Students can— and sadly, many do— use LLMs to avoid thinking about writing; but you and the students you work with may see the payoff (as I have) when LLMs instead spark thinking about writing. And in the long run, that’s the goal: students who see writing as a craft that they can work deliberately to improve, not just in the course at hand but over a long career. That, to me, is the important work. And if the result could be a scientific literature that’s just a bit easier on its readers – that would surely be a welcome bonus.
This essay is based in part on material from my book Teaching and Mentoring Writers in the Sciences: An Evidence-Based Approach, coauthored with Bethann Garramon Merkle, which is available from the University of Chicago Press or wherever you like to get your books.
*To get the formalized version in the image, I started with a quite informal draft, and asked ChatGPT “please revise into the style of a formal scientific paper”. What resulted was formal but not yet as formal as my students are often looking for. So I asked for some further formalization, then accepted ChatGPT’s helpful offer to make it “even more like the literature”. If you’d like to see the full ChatGPT session log (including my initial toying with an excerpt from a real paper), it’s here.





Great piece - my favorite line ("borderline unreadable but very publishable")!
I so appreciated this post! I teach writing, and I want my students to have a variety of tools in their writing toolbox - but I have a hard time persuading students to experiment with active voice or first person if they are in the sciences, despite the many resources I'll use to show why these can be effective choices.

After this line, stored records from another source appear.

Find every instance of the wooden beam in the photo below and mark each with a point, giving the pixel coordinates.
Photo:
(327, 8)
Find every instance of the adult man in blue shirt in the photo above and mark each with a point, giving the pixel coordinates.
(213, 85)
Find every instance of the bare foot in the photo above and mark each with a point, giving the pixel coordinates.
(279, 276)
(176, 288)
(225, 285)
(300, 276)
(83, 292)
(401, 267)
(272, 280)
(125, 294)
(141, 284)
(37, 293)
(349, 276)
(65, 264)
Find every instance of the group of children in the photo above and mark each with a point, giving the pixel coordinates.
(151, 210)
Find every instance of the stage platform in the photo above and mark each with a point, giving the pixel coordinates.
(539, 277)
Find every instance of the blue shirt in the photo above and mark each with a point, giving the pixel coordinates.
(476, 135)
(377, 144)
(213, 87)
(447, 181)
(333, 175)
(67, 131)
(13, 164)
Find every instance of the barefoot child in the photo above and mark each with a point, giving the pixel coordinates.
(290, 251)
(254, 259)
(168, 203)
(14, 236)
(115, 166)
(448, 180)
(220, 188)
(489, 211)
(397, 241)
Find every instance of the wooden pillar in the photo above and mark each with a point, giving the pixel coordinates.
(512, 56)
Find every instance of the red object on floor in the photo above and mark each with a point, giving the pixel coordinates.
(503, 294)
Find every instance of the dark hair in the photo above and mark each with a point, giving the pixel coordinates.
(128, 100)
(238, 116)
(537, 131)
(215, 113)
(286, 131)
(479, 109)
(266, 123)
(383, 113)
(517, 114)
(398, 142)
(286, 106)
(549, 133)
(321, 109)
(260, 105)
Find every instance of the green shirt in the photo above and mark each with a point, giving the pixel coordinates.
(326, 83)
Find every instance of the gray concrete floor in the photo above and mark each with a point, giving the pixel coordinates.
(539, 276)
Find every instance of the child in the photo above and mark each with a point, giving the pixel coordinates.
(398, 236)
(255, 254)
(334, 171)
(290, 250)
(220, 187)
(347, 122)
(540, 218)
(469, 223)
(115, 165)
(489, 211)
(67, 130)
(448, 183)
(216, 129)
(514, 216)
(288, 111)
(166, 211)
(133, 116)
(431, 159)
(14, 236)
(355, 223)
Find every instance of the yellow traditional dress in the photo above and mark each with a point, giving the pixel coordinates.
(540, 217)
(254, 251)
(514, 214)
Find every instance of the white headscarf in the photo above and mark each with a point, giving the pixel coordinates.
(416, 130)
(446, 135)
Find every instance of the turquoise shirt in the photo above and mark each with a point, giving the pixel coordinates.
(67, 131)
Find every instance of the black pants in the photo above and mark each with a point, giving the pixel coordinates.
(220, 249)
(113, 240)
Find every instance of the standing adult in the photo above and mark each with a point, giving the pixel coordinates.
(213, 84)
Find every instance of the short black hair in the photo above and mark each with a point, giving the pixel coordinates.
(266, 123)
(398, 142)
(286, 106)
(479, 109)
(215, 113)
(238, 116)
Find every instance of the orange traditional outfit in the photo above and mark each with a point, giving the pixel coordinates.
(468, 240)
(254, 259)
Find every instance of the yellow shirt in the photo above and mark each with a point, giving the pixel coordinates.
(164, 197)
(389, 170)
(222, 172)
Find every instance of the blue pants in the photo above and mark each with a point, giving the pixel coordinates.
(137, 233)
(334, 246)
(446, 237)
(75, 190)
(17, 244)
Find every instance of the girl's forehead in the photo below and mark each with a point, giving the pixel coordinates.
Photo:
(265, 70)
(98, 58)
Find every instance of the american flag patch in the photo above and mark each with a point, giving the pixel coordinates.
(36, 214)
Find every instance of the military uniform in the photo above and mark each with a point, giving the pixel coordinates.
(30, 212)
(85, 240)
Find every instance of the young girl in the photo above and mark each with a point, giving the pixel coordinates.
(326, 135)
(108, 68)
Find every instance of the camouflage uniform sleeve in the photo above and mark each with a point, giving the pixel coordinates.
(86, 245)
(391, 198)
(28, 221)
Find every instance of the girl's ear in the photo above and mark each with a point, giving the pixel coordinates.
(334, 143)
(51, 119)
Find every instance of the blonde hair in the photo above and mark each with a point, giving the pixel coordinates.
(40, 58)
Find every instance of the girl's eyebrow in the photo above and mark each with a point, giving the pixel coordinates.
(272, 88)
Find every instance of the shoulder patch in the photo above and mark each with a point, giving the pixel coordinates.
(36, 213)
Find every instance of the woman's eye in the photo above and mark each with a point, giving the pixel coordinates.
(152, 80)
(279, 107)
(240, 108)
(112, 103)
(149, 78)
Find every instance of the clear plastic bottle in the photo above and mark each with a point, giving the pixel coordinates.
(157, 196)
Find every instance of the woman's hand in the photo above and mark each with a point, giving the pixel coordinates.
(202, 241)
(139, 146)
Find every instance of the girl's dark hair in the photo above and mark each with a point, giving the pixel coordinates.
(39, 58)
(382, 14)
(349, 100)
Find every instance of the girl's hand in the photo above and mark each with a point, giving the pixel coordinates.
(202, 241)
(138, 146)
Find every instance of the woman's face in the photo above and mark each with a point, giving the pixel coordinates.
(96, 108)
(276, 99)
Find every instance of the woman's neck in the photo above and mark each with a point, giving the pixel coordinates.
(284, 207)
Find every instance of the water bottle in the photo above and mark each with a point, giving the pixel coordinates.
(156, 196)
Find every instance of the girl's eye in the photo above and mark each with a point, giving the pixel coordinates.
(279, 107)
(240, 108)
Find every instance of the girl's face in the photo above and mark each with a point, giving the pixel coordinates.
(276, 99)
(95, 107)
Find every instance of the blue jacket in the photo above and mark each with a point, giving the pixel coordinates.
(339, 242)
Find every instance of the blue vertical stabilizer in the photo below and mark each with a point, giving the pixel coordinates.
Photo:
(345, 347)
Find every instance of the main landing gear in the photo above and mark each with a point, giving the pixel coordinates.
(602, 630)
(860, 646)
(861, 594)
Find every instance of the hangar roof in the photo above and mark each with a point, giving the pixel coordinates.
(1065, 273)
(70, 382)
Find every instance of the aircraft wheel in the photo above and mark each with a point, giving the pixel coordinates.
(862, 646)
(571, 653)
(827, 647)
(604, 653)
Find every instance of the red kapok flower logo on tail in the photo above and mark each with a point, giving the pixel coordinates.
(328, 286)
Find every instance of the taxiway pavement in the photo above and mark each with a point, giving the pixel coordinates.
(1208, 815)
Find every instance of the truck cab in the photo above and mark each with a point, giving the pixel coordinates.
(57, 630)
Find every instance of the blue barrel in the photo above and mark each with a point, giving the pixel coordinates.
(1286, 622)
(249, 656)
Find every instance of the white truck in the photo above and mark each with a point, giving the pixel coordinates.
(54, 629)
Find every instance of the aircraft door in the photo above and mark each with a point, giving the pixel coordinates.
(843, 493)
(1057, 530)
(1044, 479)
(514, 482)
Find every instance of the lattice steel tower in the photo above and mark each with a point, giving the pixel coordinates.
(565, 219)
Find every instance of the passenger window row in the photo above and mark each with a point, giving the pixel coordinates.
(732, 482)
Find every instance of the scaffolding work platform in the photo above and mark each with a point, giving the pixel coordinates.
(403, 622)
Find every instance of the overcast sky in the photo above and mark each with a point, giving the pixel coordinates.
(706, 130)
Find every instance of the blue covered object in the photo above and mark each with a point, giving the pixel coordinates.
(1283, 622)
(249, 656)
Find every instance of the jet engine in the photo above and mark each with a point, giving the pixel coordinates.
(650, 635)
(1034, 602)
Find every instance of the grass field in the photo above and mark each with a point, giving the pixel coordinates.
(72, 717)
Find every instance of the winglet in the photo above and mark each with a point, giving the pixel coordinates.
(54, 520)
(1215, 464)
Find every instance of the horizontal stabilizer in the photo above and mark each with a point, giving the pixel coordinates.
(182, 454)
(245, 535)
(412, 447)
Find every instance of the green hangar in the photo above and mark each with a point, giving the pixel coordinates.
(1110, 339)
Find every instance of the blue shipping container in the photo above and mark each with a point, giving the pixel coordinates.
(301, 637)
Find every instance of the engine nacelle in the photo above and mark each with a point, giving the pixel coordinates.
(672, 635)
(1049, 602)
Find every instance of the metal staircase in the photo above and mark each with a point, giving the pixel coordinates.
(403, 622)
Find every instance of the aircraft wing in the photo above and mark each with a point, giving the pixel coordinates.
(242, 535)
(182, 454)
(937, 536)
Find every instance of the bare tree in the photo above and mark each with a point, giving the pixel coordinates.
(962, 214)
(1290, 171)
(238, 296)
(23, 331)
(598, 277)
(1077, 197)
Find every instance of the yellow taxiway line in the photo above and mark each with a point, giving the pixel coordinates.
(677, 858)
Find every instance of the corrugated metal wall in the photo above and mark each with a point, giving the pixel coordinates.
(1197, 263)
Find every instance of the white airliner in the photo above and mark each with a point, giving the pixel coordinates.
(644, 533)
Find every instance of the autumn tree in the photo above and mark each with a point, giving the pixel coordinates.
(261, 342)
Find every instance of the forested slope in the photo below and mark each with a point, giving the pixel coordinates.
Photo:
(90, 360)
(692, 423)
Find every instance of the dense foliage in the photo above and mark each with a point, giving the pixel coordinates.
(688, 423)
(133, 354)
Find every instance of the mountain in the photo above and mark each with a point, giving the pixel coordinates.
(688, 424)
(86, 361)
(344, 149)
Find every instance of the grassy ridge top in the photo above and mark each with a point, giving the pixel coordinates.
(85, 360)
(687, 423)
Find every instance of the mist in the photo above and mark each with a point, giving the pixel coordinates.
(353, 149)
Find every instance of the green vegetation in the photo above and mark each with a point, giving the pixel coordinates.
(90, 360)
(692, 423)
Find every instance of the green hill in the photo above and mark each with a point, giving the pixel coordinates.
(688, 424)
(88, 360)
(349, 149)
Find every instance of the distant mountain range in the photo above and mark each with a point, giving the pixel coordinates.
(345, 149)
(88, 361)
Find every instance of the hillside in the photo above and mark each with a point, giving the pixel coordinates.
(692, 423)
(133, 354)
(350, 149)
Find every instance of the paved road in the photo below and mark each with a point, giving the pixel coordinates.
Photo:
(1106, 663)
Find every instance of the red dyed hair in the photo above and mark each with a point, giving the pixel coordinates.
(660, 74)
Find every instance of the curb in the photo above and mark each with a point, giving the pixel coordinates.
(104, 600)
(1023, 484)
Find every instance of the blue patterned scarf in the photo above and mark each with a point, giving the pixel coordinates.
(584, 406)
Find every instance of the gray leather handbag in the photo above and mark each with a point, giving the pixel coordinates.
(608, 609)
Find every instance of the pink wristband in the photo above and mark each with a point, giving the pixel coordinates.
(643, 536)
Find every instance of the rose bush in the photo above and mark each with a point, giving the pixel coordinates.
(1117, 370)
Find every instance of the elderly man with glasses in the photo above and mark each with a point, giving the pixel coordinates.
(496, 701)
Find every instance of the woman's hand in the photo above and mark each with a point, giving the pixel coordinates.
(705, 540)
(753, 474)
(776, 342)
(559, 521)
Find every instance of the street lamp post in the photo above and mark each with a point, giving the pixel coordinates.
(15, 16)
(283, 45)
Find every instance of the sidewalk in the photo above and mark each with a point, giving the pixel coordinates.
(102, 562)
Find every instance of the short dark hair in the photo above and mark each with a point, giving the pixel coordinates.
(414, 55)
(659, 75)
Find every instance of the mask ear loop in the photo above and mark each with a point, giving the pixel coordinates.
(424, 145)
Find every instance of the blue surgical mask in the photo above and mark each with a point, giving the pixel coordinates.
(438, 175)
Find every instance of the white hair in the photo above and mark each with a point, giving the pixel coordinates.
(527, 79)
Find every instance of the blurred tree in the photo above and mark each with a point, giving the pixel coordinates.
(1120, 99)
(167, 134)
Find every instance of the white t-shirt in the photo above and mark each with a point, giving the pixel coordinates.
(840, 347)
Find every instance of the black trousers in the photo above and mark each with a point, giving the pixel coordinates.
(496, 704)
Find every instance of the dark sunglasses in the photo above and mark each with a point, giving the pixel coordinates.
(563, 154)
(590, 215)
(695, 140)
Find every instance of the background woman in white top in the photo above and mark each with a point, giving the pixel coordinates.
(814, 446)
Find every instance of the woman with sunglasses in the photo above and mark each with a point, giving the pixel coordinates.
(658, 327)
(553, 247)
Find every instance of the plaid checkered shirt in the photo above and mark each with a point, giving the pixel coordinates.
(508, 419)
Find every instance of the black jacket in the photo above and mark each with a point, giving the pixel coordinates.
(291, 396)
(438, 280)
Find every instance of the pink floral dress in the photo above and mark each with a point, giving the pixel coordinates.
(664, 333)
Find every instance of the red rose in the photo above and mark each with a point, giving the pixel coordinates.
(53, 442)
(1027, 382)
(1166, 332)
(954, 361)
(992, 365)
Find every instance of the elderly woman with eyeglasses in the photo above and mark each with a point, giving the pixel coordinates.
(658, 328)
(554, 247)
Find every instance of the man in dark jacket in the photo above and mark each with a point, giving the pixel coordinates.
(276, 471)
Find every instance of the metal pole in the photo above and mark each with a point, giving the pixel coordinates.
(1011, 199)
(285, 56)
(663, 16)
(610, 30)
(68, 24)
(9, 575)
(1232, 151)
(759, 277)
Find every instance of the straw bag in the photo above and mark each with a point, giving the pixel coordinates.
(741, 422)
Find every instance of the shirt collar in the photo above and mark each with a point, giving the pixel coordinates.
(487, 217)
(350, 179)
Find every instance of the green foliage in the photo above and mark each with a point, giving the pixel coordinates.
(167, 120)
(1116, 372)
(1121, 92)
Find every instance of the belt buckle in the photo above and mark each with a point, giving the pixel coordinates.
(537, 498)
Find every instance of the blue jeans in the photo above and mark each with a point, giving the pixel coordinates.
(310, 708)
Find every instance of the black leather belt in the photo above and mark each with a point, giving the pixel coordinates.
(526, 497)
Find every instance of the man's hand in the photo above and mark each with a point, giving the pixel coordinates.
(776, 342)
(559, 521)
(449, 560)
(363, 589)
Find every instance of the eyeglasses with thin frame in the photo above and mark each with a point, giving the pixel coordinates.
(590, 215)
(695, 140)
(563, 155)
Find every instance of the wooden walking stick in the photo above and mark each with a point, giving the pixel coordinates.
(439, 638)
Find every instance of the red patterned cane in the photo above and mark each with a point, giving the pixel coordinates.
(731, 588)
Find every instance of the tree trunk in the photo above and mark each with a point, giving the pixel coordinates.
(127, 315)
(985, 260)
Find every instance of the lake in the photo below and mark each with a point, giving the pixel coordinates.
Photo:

I've used the Helen Sword book for years; thank you for the other recommendations. I'll be ordering your books.
I hope you will be willing to share a follow-up with how this exercise has worked with first and second year students! I've not done LLM-reflection work with them as my observation is their reading fluency isn't high enough to notice the differences; I'm still trying to ensure all of them are able to summarize and paraphrase accurately.